Combinatorial principal component analysis (cPCA)
Principles: We developed an multi-phenotype approach called combinatorial PCA (cPCA) to identify combinations of biomarkers that collectively offer improved discriminatory power in disease classification compared to individual biomarkers alone. In cPCA, various combinations with varying numbers of biomarkers are generated from a fixed set of input biomarkers. The number of possible combinations generated can be calculated as .The first principal component, denoted as CP, is then extracted to represent each combination. CP serves as a comprehensive biomarker signature, representing the maximum variance direction within the biomarker combination. Finally, the performance of each CP in disease classification is evaluated and compared to that of single biomarkers.
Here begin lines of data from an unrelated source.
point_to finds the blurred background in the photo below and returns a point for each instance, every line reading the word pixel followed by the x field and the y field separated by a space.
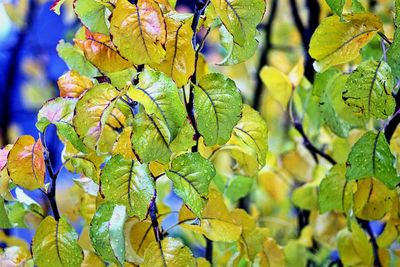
pixel 30 67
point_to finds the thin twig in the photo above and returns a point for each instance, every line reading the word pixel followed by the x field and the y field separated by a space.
pixel 12 74
pixel 264 55
pixel 51 194
pixel 200 7
pixel 384 37
pixel 154 222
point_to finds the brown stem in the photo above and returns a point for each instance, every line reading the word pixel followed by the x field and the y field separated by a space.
pixel 12 74
pixel 51 194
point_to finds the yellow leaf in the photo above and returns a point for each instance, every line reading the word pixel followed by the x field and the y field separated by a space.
pixel 91 259
pixel 326 226
pixel 337 42
pixel 123 145
pixel 138 31
pixel 171 252
pixel 373 199
pixel 297 73
pixel 139 235
pixel 72 84
pixel 217 223
pixel 252 237
pixel 179 61
pixel 26 163
pixel 100 51
pixel 277 83
pixel 273 255
pixel 4 177
pixel 354 247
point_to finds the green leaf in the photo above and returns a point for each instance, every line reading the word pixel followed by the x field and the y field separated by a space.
pixel 75 59
pixel 125 183
pixel 333 109
pixel 337 42
pixel 371 157
pixel 235 53
pixel 171 252
pixel 336 6
pixel 92 14
pixel 238 187
pixel 91 114
pixel 216 224
pixel 393 54
pixel 150 138
pixel 191 175
pixel 180 58
pixel 240 17
pixel 159 96
pixel 335 192
pixel 217 105
pixel 107 232
pixel 368 90
pixel 59 111
pixel 142 22
pixel 56 244
pixel 357 7
pixel 354 247
pixel 251 133
pixel 373 200
pixel 305 197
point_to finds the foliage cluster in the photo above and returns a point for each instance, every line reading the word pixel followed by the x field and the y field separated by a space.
pixel 143 113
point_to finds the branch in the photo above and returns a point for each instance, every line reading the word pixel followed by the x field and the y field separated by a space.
pixel 310 147
pixel 306 33
pixel 391 126
pixel 200 7
pixel 12 74
pixel 264 55
pixel 367 228
pixel 154 222
pixel 209 249
pixel 51 194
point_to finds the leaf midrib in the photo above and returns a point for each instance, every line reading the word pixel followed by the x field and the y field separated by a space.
pixel 346 43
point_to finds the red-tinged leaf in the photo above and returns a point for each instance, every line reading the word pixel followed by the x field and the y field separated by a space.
pixel 72 84
pixel 138 31
pixel 101 52
pixel 25 163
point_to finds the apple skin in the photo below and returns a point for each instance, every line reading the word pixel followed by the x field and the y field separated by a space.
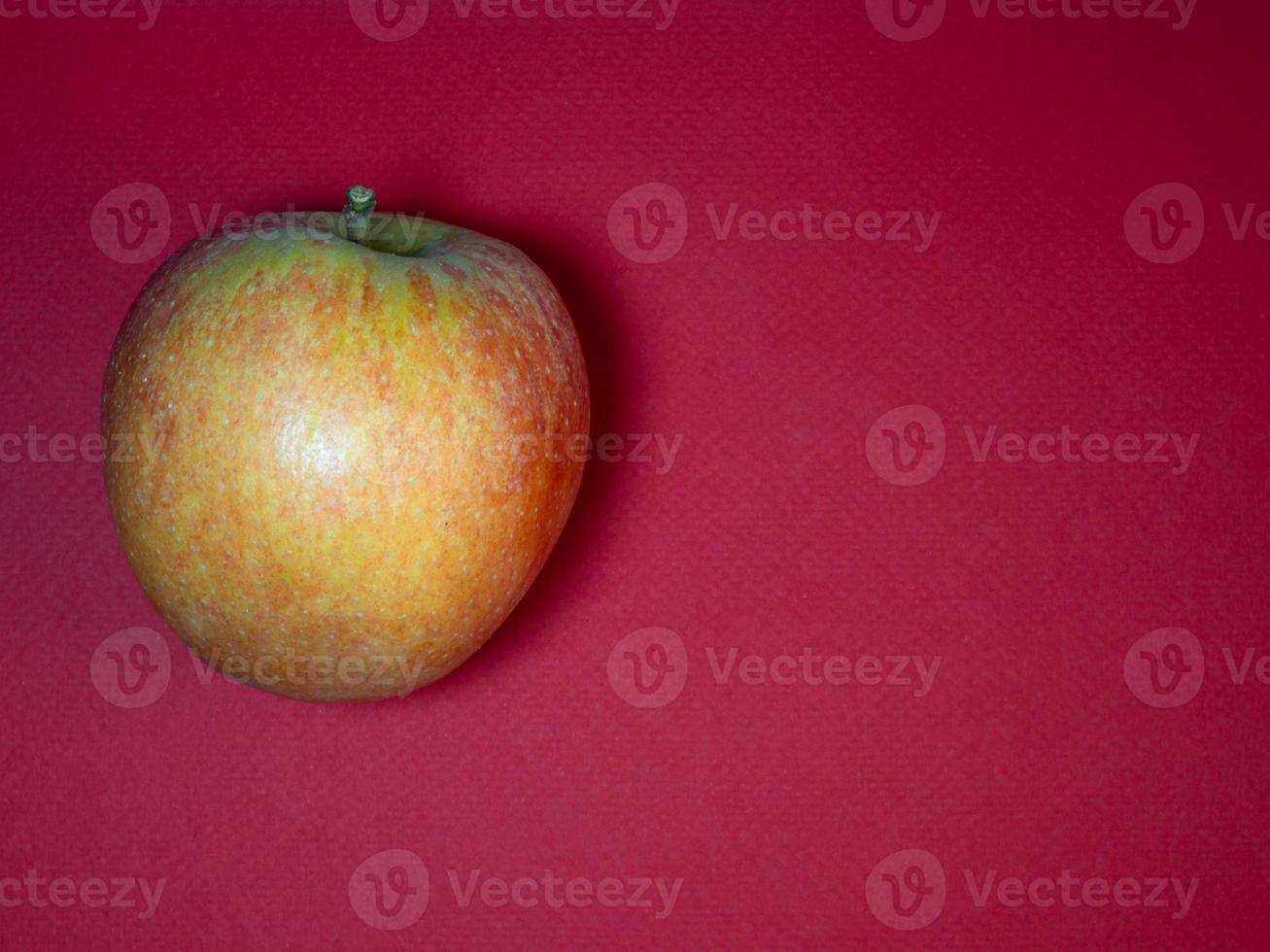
pixel 342 464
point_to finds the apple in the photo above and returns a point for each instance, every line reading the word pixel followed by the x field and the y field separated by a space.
pixel 350 443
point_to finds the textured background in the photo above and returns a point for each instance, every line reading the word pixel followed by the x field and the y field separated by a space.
pixel 776 529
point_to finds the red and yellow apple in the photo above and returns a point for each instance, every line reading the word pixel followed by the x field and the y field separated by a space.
pixel 357 442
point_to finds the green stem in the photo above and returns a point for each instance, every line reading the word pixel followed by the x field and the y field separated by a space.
pixel 359 205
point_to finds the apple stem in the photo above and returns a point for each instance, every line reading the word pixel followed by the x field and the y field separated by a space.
pixel 359 205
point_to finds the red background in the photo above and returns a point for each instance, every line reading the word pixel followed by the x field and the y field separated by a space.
pixel 770 533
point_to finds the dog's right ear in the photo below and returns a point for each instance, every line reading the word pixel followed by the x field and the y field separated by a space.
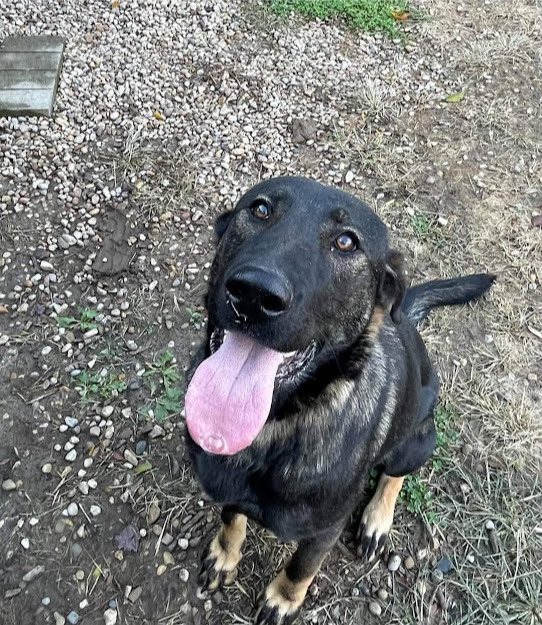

Implementation Details: To systematically explore and identify potential superior components for CKD classification beyond conventional biomarkers, we applied cPCA to a set of 21 CKD-related phenotypes. Initially, we generated 2,097,130 unique combinations out of the 21 phenotypes. These combinations encompassed all possible subsets of the 21 phenotypes with varying numbers, ranging from 2 to the complete set of 21. For each combination, we extracted the first principal component as CP, resulting in 2 million CPs.
Here, we only select the first principal component (PC1) because of several reasons. First, PC1 represents the direction of maximum variance within the biomarker combination, capturing the most substantial and dominant patterns of variability in the data. In disease classification, capturing this primary variance is crucial, as it likely reflects the strongest underlying biological signals linked to disease risk. Higher-order principal components (e.g., PC2, PC3) often capture less significant variance, which may be more influenced by noise, measurement error, or irrelevant biological variation. By focusing on PC1, we emphasize the most reliable signal, which could improve the robustness of the disease classification model. Additionally, by reducing the dimensionality to PC1, the method simplifies the analysis, making it computationally more efficient, especially when the number of generated combinations is large.
Subsequently, we evaluated the performance of each CP in CKD classification and compared it to that of CYSC, which served as the best single marker for CKD classification. To validate the efficacy of the identified combinations, we partitioned the dataset into a training set (70%) and a test set (30%). Notably, cPCA was exclusively performed on the training set, encompassing the 2 million combinations. The performance evaluation involved comparing the ROC curves (Receiver Operating Characteristic curves) of each CP against those of individual phenotypes. Confidence intervals and derived p-values for the calculated AUCs (Area Under the Curve) were computed using bootstrap methods with 2000 stratified bootstrap replicates, implemented within the R package pROC [49]. Combinations exhibiting significantly higher AUCs compared to eGFR were further validated using the independent test set. The cPCA script written in R is available in S2 Text.
Genome-wide analyses
Genome-wide association studies (GWAS) were performed by fitting linear models (for quantitative traits) or logistic models (for binary traits) implemented in PLINK2.0 [48]. All the input phenotypes were inverse-normal transformed prior to GWAS. Age, sex, and the first 20 genetic principal components were integrated into the models as covariates. SNP-based heritability and genetic correlation were estimated based on the GWAS summary statistics using linkage disequilibrium score regression (LDSC) v1.0.1 [50].
Colocalization analysis
To assess whether the loci identified through the multi-phenotype cPCA approach share causal variants with known eGFR-associated loci, we performed colocalization analysis using the coloc 5.2.3 R package [51]. This method estimates the probability that the same causal variant underlies both traits by evaluating their association signals at each locus.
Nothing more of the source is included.